# Dwarf Parrots spawned



## Brisch (May 13, 2010)

I saw that one of my parrot pairs female was staying in the cave and the male was just outside, so I looked in the entrance and there they were little sesame seed size, kinda color too, eggs. I called Kirk and he suggested I could move them into their own 10 gallon with the eggs, they may reject the eggs once being moved but I could try. So after picking tiny little eggs out of the gravel I scooped up for and hour I finally placed all the eggs and the parents in there own 5 gallon (don't have a 10 gallon) How many days should I give it to see if the eggs are viable? Is there anything I should do to make the spawn a success? Any input please this is the first time I've had fish actually lay eggs


----------



## Nanokid (May 18, 2010)

parrot fish eggs are not usually viable, as they are a mix between two fish. nothing you can really do can change that... i assume the will die off. you could get lucky and have them hatch... but its unlikley. they will also lay again soon, the best thing is just to leave them wth the parent, and witness unique spawning be behavior


----------



## kirkdgxp (Apr 21, 2010)

Oh you are sooo wrong Naonkid.....these Dwarfs constantly hatch and raise new young.....They are the best parents I have ever seen.

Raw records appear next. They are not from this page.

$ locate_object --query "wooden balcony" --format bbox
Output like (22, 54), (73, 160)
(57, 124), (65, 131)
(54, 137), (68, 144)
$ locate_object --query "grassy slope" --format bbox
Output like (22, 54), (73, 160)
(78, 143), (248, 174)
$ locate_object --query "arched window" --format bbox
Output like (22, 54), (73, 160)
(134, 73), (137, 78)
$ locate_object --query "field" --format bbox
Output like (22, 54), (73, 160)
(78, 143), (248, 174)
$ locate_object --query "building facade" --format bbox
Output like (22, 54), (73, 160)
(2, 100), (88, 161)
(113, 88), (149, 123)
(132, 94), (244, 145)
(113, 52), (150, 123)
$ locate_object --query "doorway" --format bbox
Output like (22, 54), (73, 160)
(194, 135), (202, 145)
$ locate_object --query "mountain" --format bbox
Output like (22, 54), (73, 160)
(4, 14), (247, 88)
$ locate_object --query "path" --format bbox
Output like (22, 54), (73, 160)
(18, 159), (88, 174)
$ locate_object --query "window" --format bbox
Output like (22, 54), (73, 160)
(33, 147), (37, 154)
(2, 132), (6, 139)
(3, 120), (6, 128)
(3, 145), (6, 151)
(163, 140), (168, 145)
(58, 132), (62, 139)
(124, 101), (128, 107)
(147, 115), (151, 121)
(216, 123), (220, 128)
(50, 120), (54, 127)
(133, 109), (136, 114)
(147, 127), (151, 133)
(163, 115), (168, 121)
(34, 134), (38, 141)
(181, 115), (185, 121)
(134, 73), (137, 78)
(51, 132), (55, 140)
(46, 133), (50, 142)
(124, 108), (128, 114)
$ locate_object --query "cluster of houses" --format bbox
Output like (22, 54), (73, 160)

I have successfully bred 3 batches and many of my clients have also had success......I basically call this a new breed as they have successfully reproduced.....However, Nanokid is correct as most Hybrids do no have the ability to reproduce.....this is an exception to the rule.


----------



## ngo911 (May 19, 2010)

Don't mean to hijack this thread, but I was wondering what is the minimum number one should keep of this fish. 

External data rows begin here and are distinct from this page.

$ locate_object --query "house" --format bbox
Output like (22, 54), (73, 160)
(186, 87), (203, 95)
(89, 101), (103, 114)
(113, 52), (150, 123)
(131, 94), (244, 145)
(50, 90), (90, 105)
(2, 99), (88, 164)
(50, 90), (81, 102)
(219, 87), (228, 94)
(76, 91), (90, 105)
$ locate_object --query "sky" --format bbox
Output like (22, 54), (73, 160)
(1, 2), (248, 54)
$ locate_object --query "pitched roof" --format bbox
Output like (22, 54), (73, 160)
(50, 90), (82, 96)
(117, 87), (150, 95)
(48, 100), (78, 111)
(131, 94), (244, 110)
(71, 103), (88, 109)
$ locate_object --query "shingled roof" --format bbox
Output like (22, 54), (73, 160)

They are growing on me everytime I see them!


----------



## Mferko (Jun 8, 2010)

congrats, i hope some make it


----------



## Brisch (May 13, 2010)

ok that doesnt really answer my questions but thanx for the replies


----------



## eternity302 (Apr 22, 2010)

Yup, outta my knowledge, they breed like crazy too, can't agree more with Kirk!


----------



## onefishtwofish (Apr 21, 2010)

hi bri. mine now have wee itty bitty fry....almost siphoned them out. i had the trio togehter i moved to a 10g as they were picking spots to breed. after a cuople days they were chasing the 2nd female away so i removed her and left just the pair. they had them in a cave. since i just disturbed them, they r moving thefry to a rock in the middle. i just gave them some first bites. tons of ittle guys. sooo cute. so the eggs may be viable if not the parents will eat them, or you will get fry with no intervention. good luck


----------



## Brisch (May 13, 2010)

Ok how many days does it usually take for the eggs to hatch? I moved the parents and there eggs a day or so ago, I have lifted the cave upand the eggs are still clear so they havent died yet


----------



## eternity302 (Apr 22, 2010)

? I thought clear eggs meant they're not fertillized! Correct me if I'm wrong! I recall my GT always layed eggs every month when she's living in a tank by herself!


----------



## onefishtwofish (Apr 21, 2010)

angel eggs r clear and go white when infertile. never saw the dwarf parrot eggs so cant say for sure. .


----------



## davefrombc (Apr 21, 2010)

Some fish lay coloured eggs, but most are clear.. All eggs will turn white after a few hours to a day or so if infertile .. Fertile ones will remain translucent, either clear or in original colour and on close examination usually will start showing the developing embryo.. Often eye spots will be the first thing seen, then a wiggling tail will show before fry develop to the free swimming stage .


----------



## onefishtwofish (Apr 21, 2010)

um dave? you forgot to tell everyone how cute my little fry r................lol


----------



## Claudia (Apr 21, 2010)

onefishtwofish said:


> um dave? you forgot to tell everyone how cute my little fry r................lol


I will do it...Kathies fry are sooo cute and tiny (thats what i have been told) havent seen them myself yet lol 
U 2 should post pictures as soon as u can


----------